We are using seaborn, a library built on top of matplotlib that outputs very aesthetically pleasing graphs. Here we set the style before creating a pandas dataframe using the loss with the number of iterations. We label the graph, pass the dataframe and use plt.show() to display the image.

Notice how the loss decreases over the 500 iterations as our model becomes more accurate in predicting the correct iris flower category.

# Test
y_pred = model(x_test)
loss = loss_fn(y_pred, y_test)
print("Test Loss: {:.4f}".format(loss))

Next we can perform a prediction based on data our model has not yet seen.
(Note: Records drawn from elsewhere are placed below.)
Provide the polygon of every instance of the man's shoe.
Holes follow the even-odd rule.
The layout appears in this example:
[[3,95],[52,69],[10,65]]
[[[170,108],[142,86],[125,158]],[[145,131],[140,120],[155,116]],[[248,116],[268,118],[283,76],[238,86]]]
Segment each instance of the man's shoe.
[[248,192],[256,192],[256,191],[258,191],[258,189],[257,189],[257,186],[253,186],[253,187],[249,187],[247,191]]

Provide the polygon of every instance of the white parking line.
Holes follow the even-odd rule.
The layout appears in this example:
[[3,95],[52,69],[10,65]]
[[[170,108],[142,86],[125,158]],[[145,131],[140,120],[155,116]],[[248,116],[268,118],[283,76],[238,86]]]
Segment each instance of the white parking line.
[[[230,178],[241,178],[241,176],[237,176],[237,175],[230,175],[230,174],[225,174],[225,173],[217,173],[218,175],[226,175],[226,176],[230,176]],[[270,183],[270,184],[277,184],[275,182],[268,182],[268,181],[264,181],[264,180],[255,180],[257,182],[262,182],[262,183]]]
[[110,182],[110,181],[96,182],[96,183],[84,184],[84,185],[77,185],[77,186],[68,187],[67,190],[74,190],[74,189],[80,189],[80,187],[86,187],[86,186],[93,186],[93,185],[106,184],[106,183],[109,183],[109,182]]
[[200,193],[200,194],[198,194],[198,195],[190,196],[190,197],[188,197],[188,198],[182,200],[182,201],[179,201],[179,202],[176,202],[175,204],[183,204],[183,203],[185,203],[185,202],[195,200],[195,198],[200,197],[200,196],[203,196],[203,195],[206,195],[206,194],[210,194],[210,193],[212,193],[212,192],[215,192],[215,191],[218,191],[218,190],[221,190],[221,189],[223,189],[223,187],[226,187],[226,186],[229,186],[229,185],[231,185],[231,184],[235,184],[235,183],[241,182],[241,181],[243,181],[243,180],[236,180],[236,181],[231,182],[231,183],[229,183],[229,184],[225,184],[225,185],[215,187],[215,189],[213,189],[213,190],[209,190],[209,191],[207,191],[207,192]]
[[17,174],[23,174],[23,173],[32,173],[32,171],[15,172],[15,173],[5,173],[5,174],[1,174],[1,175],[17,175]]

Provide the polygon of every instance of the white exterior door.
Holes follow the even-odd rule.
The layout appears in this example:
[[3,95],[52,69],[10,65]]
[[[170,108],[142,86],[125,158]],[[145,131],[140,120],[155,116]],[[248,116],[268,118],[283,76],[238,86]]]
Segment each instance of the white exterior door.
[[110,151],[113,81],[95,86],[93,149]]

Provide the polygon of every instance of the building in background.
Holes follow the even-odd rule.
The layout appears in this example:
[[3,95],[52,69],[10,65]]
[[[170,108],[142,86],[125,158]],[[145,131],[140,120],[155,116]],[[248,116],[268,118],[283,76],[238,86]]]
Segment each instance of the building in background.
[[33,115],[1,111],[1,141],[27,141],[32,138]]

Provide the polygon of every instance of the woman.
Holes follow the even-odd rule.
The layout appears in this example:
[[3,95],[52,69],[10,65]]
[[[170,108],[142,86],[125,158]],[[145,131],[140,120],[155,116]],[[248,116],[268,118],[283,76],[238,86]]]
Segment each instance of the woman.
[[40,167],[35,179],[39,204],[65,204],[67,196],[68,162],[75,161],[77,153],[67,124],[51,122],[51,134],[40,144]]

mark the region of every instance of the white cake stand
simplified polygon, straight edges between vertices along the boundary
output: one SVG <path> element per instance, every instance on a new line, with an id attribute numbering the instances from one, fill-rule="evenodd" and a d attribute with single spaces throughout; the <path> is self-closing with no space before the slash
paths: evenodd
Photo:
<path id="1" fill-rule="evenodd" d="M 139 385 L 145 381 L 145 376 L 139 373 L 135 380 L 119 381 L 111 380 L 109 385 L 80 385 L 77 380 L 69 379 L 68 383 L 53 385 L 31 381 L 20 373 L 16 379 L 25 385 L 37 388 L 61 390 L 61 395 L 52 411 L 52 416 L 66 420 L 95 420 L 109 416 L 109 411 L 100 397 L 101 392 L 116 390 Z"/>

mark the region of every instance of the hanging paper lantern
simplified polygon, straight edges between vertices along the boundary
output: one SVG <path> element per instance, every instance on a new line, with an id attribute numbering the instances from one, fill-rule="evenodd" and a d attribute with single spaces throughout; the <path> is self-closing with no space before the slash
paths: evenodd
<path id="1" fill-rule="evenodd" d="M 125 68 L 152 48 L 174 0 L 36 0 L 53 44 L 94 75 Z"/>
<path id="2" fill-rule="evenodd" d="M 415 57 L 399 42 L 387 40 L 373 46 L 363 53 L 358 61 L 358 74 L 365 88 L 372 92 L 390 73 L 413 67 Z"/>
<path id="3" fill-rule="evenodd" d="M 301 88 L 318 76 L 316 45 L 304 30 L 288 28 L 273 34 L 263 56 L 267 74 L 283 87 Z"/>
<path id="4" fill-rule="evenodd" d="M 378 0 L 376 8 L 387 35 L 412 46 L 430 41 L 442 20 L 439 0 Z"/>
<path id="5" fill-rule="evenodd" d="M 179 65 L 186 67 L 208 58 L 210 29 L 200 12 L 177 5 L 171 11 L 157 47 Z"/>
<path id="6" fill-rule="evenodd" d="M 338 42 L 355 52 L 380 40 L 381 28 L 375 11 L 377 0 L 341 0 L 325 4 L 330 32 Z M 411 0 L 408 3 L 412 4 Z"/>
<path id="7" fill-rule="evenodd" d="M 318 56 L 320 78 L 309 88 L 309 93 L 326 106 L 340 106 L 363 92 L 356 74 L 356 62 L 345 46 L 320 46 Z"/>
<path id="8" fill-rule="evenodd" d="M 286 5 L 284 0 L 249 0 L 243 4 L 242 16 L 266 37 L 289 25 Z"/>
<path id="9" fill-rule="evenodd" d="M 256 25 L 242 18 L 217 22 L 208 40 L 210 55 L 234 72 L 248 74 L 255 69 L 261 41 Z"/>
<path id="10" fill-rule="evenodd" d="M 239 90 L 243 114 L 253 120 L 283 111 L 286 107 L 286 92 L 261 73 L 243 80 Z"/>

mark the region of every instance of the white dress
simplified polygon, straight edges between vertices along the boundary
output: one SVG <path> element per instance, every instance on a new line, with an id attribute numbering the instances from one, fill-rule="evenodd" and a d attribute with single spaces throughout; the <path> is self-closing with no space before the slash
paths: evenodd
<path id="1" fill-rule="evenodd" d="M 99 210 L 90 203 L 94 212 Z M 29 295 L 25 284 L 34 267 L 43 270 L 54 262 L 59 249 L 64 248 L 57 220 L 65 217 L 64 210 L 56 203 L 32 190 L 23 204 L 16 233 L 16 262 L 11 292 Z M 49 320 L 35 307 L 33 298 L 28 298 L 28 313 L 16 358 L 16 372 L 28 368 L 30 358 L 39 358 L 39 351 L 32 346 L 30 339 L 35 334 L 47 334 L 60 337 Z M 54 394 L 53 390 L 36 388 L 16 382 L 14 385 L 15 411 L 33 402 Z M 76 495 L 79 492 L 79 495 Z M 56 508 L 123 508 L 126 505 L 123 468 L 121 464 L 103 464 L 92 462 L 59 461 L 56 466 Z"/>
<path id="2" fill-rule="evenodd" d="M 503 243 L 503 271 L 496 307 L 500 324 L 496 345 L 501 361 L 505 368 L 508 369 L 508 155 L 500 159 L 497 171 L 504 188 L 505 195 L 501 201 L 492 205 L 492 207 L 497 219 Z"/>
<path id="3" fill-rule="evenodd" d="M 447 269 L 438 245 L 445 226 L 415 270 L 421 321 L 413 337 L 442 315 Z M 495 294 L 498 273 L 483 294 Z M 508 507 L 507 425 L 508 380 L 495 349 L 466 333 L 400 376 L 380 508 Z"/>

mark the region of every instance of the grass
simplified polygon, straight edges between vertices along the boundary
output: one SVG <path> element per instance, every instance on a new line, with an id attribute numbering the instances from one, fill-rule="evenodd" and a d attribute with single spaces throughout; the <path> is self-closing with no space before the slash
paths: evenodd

This is why we split our data up earlier and have x_test and y_test.

# Accuracy
pred_labels = torch.argmax(y_pred, dim=1)
actual_labels = torch.argmax(y_test, dim=1)
results = pred_labels == actual_labels
correct_preds = len([i for i in results if i == 1])
incorrect_preds = len(y_test) - correct_preds
accuracy = correct_preds / len(results)
print("Accuracy: {:.4f}".format(accuracy))

# Visualise
conf_matrix = confusion_matrix(actual_labels, pred_labels)
labels = list(set(y))
df_conf_matrix = pd.DataFrame(conf_matrix, index=labels, columns=labels)
plt.figure(figsize=(10, 7))
sns.set(font_scale=1.4)
sns.heatmap(df_conf_matrix, annot=True, annot_kws={"size": 16})
plt.show()

The last blocks of code are evaluating the accuracy of the model along with some visualization aid. We use the predictions we just made to determine how many correct and incorrect predictions there were. We also determine which categories were predicted incorrectly and chart this in a confusion matrix. A confusion matrix is a nice way to visualize which categories were misclassified. It not only tallies these misclassifications but also what they were misclassified as. This helps us see for example if category A is being misclassified as category B frequently whereas category C is often being mistaken for category A.

Summary

I hope this deep dive into one of the more basic classification examples was useful. We were able to take the iris dataset and preprocess the data. We then created a model and trained the model using pytorch to classify iris flowers based on a number of features of the flowers. After training our model we were then able to graph the loss and visualize the accuracy of our model using seaborn. The iris flower dataset produces very high accuracies and so it is a good place to start, however other datasets are less straightforward and
those high prediction accuracies are not so commonplace. The concepts used in this exploration are basic but very useful and can be carried forward to more complex undertakings.